また、国内における総供給と総需要のバランスを示す需給ギャップは一時プラス圏に浮上したものの、直近ではマイナス圏(日銀推計値はほぼゼロ)に留まっていることから、需要が牽引する形の物価上昇とは言えない(図表24)。
(図表23)輸入物価上昇率/(図表24)日本の需給ギャップ
日銀自身も、昨年来の物価上昇については、「コストプッシュ型で目指している物価上昇と異なっている」ことから、エネルギー価格の物価押し上げ寄与が減衰することで、「2%超の上昇率は持続しない」との見通しを基本的に維持している。これまでの物価上昇は、日銀が目指している「経済が力強く成長して企業の収益が拡大し、賃上げ率が上昇することで物価が上がっていくという好循環」とは異なるメカニズムであり、望ましい形ではない。
(図表25)異次元緩和前後副作用関連指標の変化一覧 2異次元緩和の副作用
次に、異次元緩和の副作用に目を転じると、既に多くの指摘がなされて議論されているように、多方面において副作用と言える問題が顕在化してきている。

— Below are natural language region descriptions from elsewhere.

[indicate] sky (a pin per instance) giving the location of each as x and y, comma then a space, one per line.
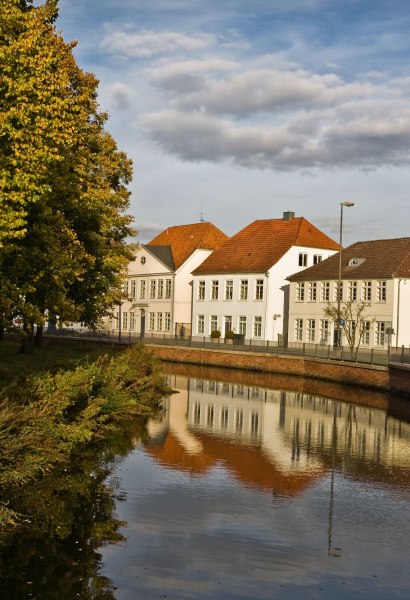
236, 110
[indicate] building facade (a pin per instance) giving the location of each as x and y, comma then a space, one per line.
157, 290
242, 286
374, 297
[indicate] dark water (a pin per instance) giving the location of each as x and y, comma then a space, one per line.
245, 487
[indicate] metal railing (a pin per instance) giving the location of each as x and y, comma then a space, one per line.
372, 356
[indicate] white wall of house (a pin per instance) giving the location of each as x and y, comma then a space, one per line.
262, 318
307, 319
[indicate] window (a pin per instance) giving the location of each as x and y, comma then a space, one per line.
335, 290
259, 289
159, 321
142, 289
365, 333
381, 291
311, 330
244, 289
201, 290
299, 330
300, 292
352, 291
312, 291
214, 322
380, 335
367, 291
325, 291
257, 327
229, 289
324, 331
167, 321
201, 324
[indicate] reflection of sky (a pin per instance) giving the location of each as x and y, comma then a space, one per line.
208, 537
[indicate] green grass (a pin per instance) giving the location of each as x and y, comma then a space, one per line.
52, 356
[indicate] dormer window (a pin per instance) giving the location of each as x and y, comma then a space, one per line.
355, 262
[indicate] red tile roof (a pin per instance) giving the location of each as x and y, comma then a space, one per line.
260, 245
376, 258
185, 239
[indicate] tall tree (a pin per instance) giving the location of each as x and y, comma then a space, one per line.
63, 182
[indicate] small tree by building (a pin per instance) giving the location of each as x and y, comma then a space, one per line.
354, 321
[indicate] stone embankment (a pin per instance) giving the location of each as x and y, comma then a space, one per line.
395, 378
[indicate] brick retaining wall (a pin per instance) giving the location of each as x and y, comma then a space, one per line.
370, 376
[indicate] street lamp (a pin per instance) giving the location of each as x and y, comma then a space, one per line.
339, 285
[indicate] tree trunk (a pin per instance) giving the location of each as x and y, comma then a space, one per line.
39, 335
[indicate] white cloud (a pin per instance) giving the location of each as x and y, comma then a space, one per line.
145, 44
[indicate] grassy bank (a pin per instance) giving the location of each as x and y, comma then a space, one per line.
61, 398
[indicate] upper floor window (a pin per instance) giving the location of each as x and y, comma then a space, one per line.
244, 289
300, 292
312, 291
352, 291
302, 259
325, 291
367, 291
340, 289
201, 290
142, 289
381, 291
259, 289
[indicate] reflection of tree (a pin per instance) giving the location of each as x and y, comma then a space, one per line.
69, 515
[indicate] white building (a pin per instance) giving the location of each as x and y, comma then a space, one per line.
242, 287
158, 285
375, 273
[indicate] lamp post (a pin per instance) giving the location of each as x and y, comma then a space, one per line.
339, 285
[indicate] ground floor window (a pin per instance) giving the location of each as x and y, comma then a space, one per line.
257, 327
242, 326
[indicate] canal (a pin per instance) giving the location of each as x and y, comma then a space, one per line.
245, 486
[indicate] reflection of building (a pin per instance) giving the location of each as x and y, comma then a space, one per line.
277, 440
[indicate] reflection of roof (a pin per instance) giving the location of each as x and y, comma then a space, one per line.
248, 464
183, 240
260, 245
376, 258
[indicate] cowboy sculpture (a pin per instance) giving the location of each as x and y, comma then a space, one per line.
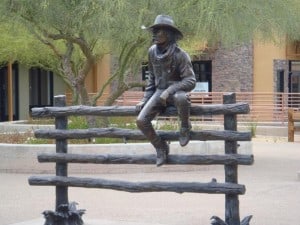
171, 76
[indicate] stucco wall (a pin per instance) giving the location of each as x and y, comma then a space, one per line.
265, 54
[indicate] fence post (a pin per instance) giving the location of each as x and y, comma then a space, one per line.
61, 122
232, 215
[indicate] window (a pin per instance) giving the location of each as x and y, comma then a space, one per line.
203, 71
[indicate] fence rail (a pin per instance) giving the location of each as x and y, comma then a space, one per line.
264, 106
231, 159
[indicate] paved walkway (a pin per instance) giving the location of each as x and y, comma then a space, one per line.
272, 196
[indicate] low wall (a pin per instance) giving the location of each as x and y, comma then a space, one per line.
17, 158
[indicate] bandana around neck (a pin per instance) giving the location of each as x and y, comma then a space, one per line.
169, 51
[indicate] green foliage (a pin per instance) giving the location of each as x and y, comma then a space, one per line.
77, 122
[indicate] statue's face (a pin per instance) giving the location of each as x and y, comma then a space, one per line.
160, 36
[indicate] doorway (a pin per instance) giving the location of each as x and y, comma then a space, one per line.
40, 88
4, 92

具体的には、銀行収益の圧迫、債券市場の機能度低下、財政規律の緩み、実質賃金の押し下げ、生産性向上の停滞、日銀の財務リスク増大などが挙げられる(関連する指標は図表25)。
1)債券市場の機能度低下
まず、既に喫緊の課題として挙げられるのが債券市場の機能度低下だ。

異次元緩和後に市場金利を低位に押し下げるために日銀は大量の国債を市場から吸収し続けた。このため、長期国債発行残高に占める日銀の保有割合は急速に上昇し続け、昨年末時点で52%に達している(図表26)。日銀が債券市場から国債を大量に吸い上げ続けた結果、投資家の保有する国債が減少し、債券市場の流動性が低下した。

さらに、昨年からは本来償還までの期間の長さに比例して右肩上がりとなるはずのイールドカーブ(以下、YC)が歪んでしまい、10年ゾーンが(償還までの期間がより短い)8~9年ゾーンを下回る事態が発生した(図表27)9。きっかけは、(1)急速な利上げに伴う米国債利回りの急上昇が日本の国債利回りの上昇圧力として波及したことと、(2)日本の物価上昇率が2%を超え、日銀の緩和縮小(金利上昇許容)観測が海外勢を中心に高まったことだ。
(図表26)長期国債保有シェアの推移/(図表27)日本国債のイールドカーブ
とりわけ、海外投資家が日銀の緩和縮小観測を材料(口実)にして、昨年半ば以降に大量の日本国債売りを行ったことで(図表28)、日本国債全体に金利上昇圧力が加わった。この際、日銀としては、YCCを継続している以上、緩和継続スタンスを示すためにも長期金利の許容レンジ上限(12月会合までは0.25%程度)を超える金利上昇を許容するわけにはいかない。長期金利を許容レンジ内に収めるべく、日銀が過去最大規模となる大量の国債買入れを行った結果(図表29)、市場の流動性がさらに低下するとともに、YC上で許容上限の存在する10年付近のみが無理やり抑え込まれてYCの歪みに繋がった。

そして、YCの歪みは企業の資金調達に悪影響を及ぼした。国債の利回りは企業が資金調達を行う際の土台となるものであるため、土台が歪んで指標性を失い、適正水準が不透明になったことで、社債の発行に支障が出て、発行を手控える動きが顕在化した(図表30)。
(図表28)主要投資家の国内公社債買い越し額(店頭・月次)/(図表29)日銀の長期国債買入れ額と保有残高
日銀は、こうした事態を解消するために、昨年12月の会合で長期金利の許容上限を0.25%程度から0.5%程度へと引き上げたが、その後もYCの歪みは続いた(図表27)。日銀が市場の圧力に屈する形で金利上昇を許容したことで、さらなる金利上昇許容観測が喚起され、YC全体にさらなる金利上昇圧力がかかってしまったためだ。このため、日銀は長期金利を0.5%程度に抑制するために多額の国債買入れを続けざるを得なくなった。また、YCの歪みが継続すること自体が日銀にさらなる緩和縮小を促すとの見方も金利上昇圧力を通じて歪みに持続性を与える形になった。
 
この結果、市場参加者に対するアンケート調査によれば、債券市場の機能度(取引の頻度や円滑さを示す指標)は昨年11月に続いて、今年2月にも最低を更新することとなった(図表31)。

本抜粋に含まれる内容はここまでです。